Он вышел на улицу. Рогова шла за ним, считая что-то на пальцах. Ковалёв обернулся к ней и сказал:

– Сейчас у Коневой был, – чисто живёт, шельма!

Рогова, стоя у ворот, смотрела вслед ему, нахмурясь, озабоченно надув толстые губы. Из сеней вышел большой рыжий кот; подняв хвост трубой, он потёрся об ноги хозяйки, мяукнул.

– Чего тебе, балованый? – спросила Рогова, наклонясь, подняла его с земли и, поглаживая башку кота, забормотала:

– Запел, замурлыкал? Ах ты, зверь…

Шумели ребятишки, играя в бабки, бормотал и посвистывал скворец, невидимый жаворонок звенел в голубом воздухе, напоенном тёплым светом весеннего солнца.


Утром, когда пастух собирал стадо, быка не оказалось на улице.
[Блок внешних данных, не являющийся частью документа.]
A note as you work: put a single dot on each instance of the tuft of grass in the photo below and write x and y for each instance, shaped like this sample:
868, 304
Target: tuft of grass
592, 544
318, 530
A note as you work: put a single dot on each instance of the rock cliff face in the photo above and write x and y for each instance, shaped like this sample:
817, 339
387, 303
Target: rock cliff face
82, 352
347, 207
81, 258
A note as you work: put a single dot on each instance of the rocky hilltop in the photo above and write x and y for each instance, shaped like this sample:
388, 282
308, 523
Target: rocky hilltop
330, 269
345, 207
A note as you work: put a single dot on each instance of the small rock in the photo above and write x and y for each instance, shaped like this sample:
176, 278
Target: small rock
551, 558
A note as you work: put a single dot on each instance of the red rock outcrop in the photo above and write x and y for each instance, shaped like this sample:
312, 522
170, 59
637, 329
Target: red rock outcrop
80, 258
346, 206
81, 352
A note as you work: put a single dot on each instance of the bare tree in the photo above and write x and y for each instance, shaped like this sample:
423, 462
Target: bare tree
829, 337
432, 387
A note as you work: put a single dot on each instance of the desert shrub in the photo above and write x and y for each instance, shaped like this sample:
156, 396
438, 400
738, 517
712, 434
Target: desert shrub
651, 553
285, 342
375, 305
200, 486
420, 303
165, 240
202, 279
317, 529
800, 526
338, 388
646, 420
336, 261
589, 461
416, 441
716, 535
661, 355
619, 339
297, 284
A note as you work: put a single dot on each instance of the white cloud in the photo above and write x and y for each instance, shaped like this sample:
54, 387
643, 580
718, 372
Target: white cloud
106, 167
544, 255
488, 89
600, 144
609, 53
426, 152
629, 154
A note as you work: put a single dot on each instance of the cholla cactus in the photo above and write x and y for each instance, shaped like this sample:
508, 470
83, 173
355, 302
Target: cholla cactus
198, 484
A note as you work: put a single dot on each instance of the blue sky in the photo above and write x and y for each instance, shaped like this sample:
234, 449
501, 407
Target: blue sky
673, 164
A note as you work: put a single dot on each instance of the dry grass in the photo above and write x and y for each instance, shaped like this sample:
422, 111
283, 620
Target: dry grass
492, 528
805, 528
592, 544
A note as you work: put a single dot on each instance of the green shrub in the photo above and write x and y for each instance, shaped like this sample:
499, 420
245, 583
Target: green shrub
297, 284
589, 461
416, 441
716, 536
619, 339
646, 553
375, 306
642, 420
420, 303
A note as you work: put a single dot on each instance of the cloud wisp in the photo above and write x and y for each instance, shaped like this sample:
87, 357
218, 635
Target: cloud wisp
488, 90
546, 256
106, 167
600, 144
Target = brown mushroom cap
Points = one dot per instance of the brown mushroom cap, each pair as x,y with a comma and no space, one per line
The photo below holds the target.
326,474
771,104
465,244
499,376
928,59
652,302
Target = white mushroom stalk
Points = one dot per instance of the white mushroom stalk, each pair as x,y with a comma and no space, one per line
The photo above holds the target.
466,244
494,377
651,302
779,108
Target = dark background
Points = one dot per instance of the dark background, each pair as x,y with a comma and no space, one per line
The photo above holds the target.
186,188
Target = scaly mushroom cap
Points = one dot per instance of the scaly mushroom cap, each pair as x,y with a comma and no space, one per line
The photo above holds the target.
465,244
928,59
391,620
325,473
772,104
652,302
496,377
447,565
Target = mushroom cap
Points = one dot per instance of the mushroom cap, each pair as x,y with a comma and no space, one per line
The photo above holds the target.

Бабы тотчас зашумели, окружили Антона, спрашивая тревожно и сердито – куда девал быка? Утро было хмурое, сеялся мелкий дождь. Старик подождал, когда бабы немножко обмокли, охладели, и сказал:

– Бык – с хозяином.

– А кто ему хозяин?

– Кто кормит, тот и хозяин. Быка вчера поутру прямо с выгона продавать повели.

Бабы закричали: кто, куда, кому, за сколько?

– Повёл Данило Кашин, а больше я ничего не знаю, и не задерживайте стада, – ответил киластый[4] старик. Бабы побежали к старосте. Он, собираясь в поле, подтвердил, что Кашин и Слободской отправились продавать быка.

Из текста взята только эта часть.